1

I am beginner programmer and lately I started learning how to use Regular Expression module for Python. After reading theory and examples on various websites, I decided to mess around with REGEX myself, to practice it a bit. However I stumbled upon a problem I cannot wrap my head around.

As long as the regular expression is simple, I think I understand what's going on, but when () brackets appear, my logic completely falls apart.
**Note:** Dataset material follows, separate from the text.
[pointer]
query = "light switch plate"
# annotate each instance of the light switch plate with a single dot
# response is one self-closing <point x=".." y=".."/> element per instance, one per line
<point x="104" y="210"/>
There is clearly a massive hole in my understanding of REGEX and I need help finding it.

Here is the example of my problem:

text= "Some numbers here: 1, 12 , 123, 123.4, -123.45 , 123456."
option1= re.findall(r"-?[0-9]+\.?[0-9]*", text)
print(option1)
option2= re.findall(r"-?[0-9]+\.?[0-9]+", text)
print(option2)
option3= re.findall(r"-?[0-9]+(\.[0-9]+)?", text)
print(option3)

I got the following output:

['1', '12', '123', '123.4', '-123.45', '123456.']
['12', '123', '123.4', '-123.45', '123456']
['', '', '', '.4', '.45', '']

My question is: why result of option 3 is "['', '', '', '.4', '.45', '']" instead of "[ '1' '12', '123', '123.4', '-123.45', '123456']"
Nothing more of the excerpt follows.